Wild West Guns
Tame.
A little bit Duck Hunt, a little bit Sunset Riders. That's the blindingly obvious recipe for Wild West Guns, a self-explanatory cowboy-themed shooting gallery game. There are six levels in all, each split into three shorter challenges. The first two involve shooting different targets, the last one lets you loose on gangs of bandits as they pop out of cover in a variety of predictable western locations.
In each case, your main concern is your score. Successful strings of hits raise the score multiplier, missed shots drop it back to zero. Should you take a hit from one of the bad guys, or accidentally shoot one of the obligatory screaming defenceless female hostages, you lose points rather than health. Progress to the next stage depends on earning silver or gold medals through your fancy shootin'.

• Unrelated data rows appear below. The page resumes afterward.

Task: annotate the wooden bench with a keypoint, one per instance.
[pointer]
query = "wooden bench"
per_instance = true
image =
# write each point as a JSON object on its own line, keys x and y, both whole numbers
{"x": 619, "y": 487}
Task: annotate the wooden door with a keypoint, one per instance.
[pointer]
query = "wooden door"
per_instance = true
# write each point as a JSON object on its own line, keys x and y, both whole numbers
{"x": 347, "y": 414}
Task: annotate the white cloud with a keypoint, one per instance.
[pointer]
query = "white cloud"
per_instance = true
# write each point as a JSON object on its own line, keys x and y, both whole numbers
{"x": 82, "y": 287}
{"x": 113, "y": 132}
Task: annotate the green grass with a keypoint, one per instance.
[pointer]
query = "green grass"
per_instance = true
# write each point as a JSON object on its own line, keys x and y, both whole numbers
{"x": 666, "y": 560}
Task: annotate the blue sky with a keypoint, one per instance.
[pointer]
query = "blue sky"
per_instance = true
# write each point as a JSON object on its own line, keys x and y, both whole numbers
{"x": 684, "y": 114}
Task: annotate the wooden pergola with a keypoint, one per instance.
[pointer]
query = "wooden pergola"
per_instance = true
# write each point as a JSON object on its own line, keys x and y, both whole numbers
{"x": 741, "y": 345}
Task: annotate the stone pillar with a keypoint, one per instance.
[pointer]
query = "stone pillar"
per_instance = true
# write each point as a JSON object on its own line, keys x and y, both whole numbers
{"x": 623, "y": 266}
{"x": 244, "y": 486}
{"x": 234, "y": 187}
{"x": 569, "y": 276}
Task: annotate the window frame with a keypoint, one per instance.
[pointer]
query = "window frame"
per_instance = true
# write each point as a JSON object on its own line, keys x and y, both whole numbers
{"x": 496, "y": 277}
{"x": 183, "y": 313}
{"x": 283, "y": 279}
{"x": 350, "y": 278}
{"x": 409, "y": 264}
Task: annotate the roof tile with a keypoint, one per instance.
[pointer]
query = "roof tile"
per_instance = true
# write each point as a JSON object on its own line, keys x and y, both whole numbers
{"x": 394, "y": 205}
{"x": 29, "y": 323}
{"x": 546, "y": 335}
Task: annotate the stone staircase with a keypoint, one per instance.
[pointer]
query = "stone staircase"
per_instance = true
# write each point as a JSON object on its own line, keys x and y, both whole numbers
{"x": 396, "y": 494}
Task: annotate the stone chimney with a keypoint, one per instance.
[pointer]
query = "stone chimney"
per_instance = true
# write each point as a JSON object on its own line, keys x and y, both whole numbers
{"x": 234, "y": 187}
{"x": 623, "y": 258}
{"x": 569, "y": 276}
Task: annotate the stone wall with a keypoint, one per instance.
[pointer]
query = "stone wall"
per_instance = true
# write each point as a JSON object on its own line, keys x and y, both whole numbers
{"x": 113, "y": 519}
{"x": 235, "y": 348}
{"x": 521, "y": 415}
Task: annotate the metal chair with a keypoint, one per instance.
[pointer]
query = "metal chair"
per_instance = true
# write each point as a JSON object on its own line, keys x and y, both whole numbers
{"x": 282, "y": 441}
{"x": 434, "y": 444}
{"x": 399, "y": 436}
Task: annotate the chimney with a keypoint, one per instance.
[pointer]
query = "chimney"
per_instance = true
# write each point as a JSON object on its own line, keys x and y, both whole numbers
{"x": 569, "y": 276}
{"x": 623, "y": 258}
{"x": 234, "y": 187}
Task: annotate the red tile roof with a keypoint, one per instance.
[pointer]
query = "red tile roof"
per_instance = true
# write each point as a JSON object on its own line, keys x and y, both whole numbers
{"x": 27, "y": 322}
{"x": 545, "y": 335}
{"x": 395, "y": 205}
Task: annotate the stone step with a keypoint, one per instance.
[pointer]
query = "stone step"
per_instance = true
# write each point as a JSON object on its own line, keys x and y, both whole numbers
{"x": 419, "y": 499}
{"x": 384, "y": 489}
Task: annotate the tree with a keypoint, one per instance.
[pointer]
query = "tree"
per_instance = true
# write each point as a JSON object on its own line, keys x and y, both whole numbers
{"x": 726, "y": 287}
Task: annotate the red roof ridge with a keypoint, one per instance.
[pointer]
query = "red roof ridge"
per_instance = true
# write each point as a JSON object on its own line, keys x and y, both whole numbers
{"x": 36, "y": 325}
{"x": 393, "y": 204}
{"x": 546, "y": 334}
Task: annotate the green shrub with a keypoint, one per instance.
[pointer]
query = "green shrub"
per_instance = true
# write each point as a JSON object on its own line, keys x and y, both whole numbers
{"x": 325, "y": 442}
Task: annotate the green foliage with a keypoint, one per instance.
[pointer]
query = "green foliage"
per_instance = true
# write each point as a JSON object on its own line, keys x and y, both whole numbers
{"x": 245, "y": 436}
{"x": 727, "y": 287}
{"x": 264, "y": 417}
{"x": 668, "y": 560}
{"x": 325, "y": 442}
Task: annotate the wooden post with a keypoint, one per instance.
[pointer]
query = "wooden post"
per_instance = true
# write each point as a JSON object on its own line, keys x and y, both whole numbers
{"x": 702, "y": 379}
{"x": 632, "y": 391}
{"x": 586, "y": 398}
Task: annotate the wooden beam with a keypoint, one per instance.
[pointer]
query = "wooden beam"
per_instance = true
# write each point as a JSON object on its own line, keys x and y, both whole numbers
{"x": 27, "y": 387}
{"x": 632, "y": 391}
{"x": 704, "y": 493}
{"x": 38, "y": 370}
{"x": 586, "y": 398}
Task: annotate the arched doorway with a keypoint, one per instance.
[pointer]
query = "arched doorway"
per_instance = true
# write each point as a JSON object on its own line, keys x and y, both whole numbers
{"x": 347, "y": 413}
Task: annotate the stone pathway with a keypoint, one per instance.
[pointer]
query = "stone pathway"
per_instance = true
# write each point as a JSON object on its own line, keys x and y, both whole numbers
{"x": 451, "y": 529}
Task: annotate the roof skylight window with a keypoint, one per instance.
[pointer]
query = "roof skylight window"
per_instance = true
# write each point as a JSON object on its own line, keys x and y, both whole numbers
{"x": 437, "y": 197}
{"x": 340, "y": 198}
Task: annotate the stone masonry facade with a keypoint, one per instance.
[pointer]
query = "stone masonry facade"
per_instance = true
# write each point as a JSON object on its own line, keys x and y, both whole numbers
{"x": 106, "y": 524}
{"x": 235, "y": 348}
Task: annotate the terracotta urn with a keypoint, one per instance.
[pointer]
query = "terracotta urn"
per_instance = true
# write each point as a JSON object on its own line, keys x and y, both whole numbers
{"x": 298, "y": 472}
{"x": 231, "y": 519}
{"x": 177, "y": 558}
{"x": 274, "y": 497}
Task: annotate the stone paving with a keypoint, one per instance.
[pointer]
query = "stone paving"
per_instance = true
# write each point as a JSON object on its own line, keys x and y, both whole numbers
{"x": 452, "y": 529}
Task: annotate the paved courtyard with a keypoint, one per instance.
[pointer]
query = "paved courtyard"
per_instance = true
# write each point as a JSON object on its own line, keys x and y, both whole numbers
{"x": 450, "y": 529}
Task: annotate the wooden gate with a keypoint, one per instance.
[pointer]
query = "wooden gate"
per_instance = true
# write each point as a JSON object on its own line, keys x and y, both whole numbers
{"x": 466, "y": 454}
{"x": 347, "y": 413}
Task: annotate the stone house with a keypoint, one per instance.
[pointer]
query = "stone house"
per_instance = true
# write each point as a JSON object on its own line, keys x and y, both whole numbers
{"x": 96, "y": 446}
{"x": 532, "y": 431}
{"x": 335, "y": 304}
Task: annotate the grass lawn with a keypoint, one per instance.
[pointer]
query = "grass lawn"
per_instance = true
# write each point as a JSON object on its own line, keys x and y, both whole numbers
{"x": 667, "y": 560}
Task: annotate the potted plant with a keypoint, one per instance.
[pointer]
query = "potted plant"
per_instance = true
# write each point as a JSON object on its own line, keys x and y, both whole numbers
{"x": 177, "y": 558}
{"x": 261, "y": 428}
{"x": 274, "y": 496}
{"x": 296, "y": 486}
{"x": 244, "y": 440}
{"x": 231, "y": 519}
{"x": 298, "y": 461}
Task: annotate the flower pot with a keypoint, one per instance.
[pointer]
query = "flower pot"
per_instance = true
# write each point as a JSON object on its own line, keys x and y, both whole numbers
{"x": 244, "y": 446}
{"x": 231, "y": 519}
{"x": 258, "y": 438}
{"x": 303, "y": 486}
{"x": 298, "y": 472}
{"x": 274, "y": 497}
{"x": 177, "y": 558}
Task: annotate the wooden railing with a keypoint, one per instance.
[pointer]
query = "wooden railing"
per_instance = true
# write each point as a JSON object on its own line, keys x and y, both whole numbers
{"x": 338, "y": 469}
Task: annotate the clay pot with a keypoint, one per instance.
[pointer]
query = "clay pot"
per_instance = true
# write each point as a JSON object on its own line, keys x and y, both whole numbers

That's all acceptable enough, as far as these things go, and there's an agreeably arcade-style sheen to the graphics that harks back to the golden 1990s age of light-gun shooters. What the game doesn't have is variety. Obviously, everything has to revolve around shooting to some degree, but when basic challenges such as shooting balloons or keeping cans in the air are being repeated several times in the six short levels, and the same handful of sprites are reused constantly, the incentive to go back and play some more starts to dwindle. Equally, there's little encouragement to see what comes next. With nothing particular to inspire either replays or progress, you're left with a game that's technically functional but never surprising or exciting.
Accuracy with the remote isn't really an issue, but the game helps you out anyway - offering a generous damage zone for each shot and gently tugging the reticule onto targets when you hover close by. You get so used to the game helping out in this way, that the occasional moments where seemingly accurate shots go wide are all the more annoying.
Livening things up are a two-player mode - which is only more lively by virtue of the other person, not because of anything the game does - and a rather cheeky array of Achievements, unlocked for feats of accuracy, consistency or just demolishing as much of the background scenery or local wildlife as you can. This isn't as much fun as it sounds, since trying to figure out which scenery items can be shot for bonus points is a great way to lose your score multiplier.
The prospect of a downloadable shooting gallery game on the Wii is utterly natural and, in theory, Wild West Guns should tick enough boxes to make it worthwhile. There's an inherent appeal in shooting targets that never seems to dim, but Wild West Guns is far too content to let that natural amusement carry the load for its own tepid design. Hobbled by an obvious lack of ambition, and by the foolish decision to release it at the top end of the WiiWare price scale, what should have been a rootin', tootin' party game is instead a rather limited and repetitive experience.